Mesmo com a chegada do minuto 71, em  que há total entrega à plasticidade onírica em detrimento da realidade, ao delírio através da condição de transportar o espectador, a sensação de falta permanece. O longo plano-sequência que envolve o sonho é, inegavelmente, uma bela construção metafórica e de deslocamento, mas sustentado por uma narrativa que não é explorada como deveria, soa apenas como um complemento estético – o que não deixa de ser uma proposta interessante, como um estudo, algo a se observar com certeza.
Outro ponto de dualidade qualitativa no filme se encontra na utilização dos símbolos. A presença da linguagem simbólica é recorrente em toda a projeção, com a maioria dos elementos sendo utilizados como motores narrativos para conectar as informações do longa. Porém enquanto alguns são muito bem trabalhados (como os relógios que conectam o protagonista entre a realidade e o sonho), outros acabam soando forçados pela presença excessiva, como se buscassem a todo o momento afirmar sua simbologia (como as maçãs). Há uma autoconsciência gritante no filme que, de certa maneira, acaba por esvaziar um poder catártico que ele poderia trazer de forma mais eficiente.


Não que o filme seja privado de momentos fantásticos. Pelo contrário, o primor da composição visual de Bi Gan deve ser notado.

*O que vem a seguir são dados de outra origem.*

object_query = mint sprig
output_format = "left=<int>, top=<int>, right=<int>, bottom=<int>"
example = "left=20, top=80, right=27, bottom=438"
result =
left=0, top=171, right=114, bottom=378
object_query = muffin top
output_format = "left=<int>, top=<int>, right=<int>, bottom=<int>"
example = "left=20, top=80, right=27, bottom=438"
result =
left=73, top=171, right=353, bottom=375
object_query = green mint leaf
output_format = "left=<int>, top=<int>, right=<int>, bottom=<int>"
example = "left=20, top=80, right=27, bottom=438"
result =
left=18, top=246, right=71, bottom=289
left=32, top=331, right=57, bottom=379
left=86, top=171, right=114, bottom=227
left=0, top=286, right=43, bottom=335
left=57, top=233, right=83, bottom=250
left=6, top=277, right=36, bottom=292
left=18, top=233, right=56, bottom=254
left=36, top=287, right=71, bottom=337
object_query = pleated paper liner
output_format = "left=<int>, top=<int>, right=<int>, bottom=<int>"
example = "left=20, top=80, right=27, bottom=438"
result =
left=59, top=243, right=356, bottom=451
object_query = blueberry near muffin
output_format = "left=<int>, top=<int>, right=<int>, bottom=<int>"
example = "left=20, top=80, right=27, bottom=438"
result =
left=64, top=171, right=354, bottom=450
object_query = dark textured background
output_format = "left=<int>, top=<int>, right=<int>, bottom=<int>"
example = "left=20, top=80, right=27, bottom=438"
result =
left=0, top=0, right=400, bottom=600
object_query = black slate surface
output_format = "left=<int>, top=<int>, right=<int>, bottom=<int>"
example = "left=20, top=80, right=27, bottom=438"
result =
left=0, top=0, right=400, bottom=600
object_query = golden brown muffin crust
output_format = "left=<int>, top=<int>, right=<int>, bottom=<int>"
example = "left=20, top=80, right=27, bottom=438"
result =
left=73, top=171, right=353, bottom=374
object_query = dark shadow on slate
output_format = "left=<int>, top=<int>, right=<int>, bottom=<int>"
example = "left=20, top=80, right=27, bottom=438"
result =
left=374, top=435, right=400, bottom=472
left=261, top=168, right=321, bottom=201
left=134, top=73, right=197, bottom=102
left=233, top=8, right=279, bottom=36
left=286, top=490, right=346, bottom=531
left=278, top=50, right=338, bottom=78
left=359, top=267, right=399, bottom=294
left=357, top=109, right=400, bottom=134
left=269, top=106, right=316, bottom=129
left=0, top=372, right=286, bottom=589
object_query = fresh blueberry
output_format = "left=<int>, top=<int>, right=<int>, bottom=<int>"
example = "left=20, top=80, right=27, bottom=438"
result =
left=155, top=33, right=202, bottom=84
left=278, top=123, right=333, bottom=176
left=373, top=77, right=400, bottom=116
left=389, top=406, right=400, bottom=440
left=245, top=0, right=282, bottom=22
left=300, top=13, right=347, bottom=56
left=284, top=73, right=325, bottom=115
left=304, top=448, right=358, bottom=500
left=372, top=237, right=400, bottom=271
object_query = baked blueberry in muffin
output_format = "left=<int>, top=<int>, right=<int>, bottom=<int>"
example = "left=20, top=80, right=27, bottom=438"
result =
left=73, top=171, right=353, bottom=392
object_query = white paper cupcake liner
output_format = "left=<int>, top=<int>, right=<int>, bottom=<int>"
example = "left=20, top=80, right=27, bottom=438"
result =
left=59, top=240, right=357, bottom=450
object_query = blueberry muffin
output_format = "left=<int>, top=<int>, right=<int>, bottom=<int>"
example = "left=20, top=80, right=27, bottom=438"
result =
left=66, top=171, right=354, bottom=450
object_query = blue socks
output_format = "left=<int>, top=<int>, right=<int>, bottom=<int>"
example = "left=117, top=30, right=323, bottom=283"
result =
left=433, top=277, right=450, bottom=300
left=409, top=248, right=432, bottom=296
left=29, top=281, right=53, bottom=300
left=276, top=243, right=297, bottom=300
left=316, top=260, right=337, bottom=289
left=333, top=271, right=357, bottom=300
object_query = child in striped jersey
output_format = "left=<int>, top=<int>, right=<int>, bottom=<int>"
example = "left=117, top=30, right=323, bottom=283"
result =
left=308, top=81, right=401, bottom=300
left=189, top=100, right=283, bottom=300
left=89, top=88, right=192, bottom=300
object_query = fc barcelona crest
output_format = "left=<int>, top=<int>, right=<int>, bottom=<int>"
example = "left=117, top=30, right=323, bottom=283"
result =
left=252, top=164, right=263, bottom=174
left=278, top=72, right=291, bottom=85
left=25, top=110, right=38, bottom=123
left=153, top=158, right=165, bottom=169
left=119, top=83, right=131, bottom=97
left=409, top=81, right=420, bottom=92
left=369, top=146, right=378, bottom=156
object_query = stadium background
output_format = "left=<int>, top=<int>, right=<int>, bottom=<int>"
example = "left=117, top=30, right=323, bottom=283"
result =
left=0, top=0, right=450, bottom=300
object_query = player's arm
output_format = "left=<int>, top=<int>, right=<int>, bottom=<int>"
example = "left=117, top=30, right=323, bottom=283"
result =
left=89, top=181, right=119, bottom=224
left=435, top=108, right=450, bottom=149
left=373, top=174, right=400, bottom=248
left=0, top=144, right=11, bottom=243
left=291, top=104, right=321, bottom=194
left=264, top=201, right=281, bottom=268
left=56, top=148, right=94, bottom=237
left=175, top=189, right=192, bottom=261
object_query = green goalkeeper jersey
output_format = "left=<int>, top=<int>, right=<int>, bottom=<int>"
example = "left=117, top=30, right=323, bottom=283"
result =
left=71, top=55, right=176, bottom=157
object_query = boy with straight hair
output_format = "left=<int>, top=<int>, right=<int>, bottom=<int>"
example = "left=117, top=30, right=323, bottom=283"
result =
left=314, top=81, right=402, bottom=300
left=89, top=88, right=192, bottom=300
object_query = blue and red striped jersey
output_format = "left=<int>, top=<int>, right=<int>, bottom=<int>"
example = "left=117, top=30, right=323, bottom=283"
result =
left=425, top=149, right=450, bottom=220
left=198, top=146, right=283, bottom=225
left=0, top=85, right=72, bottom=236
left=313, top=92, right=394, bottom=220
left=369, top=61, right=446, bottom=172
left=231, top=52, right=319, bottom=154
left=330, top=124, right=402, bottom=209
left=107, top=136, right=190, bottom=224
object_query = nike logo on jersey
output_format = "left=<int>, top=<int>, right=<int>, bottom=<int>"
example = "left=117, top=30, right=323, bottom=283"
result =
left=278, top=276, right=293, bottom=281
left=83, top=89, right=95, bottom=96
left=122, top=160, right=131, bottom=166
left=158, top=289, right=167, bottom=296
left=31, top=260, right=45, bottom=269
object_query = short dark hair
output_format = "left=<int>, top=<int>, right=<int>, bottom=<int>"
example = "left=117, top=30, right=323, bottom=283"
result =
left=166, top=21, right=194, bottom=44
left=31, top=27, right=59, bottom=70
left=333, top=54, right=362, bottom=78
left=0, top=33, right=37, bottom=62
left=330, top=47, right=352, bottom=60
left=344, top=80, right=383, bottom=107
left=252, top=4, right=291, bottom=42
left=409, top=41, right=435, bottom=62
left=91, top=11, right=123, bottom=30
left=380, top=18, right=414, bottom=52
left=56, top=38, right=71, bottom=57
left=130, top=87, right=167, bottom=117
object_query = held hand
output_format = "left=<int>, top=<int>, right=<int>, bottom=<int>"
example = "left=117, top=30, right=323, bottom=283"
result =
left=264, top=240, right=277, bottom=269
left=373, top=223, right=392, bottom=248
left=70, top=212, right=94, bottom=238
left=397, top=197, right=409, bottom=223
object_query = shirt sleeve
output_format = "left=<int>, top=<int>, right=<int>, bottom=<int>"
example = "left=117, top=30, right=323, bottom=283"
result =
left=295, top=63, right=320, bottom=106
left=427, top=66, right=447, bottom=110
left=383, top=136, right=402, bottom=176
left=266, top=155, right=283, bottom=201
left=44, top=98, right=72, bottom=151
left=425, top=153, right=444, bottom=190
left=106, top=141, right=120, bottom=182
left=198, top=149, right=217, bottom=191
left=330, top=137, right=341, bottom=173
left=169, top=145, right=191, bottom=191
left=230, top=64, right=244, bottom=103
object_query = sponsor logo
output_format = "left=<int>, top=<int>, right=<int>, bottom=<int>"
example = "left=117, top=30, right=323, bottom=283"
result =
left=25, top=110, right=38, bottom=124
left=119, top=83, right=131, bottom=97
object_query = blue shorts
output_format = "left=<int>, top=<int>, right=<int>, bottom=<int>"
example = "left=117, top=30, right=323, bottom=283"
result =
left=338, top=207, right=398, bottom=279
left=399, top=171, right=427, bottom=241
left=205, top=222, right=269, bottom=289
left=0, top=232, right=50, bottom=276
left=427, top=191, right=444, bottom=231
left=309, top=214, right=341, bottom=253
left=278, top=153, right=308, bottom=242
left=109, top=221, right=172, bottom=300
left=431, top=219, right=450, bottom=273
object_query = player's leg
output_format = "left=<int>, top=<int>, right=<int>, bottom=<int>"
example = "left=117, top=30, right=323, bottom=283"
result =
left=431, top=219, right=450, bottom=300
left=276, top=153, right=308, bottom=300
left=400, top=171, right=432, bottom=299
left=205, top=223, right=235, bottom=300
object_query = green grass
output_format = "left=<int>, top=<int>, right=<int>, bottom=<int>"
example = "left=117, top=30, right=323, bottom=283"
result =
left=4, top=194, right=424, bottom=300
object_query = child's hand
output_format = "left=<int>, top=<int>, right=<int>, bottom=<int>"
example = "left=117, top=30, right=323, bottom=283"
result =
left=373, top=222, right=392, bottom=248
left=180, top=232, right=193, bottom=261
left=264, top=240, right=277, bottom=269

É claro o esforço para criar o plano-sequência final e devidamente levar o espectador à verdadeira “longa jornada noite adentro”. A dimensão da entrega à formulação estética é evidente, traduzindo-se em cenas belíssimas como as finais. A direção dos atores também é um grande esforço para traduzir em imagens o que está ali elaborado. A problemática maior de Longa Jornada Noite Adentro está em, propriamente, criar a beleza da experiência imagética sem traduzir isto na narrativa. Assim, acaba soando mais como um exercício do que um filme condizente em si. No fim, o que falta é o sentimento.


Título Original: Di qiu zui hou de ye wan

Direção: Bi Gan

Duração: 110 minutos

Elenco: Tang Wei, Huang Jue, Sylvia Chang

Sinopse: Um homem volta a Guizhou e encontra pistas de uma mulher misteriosa. Ele recorda o verão que passou com ela vinte anos atrás.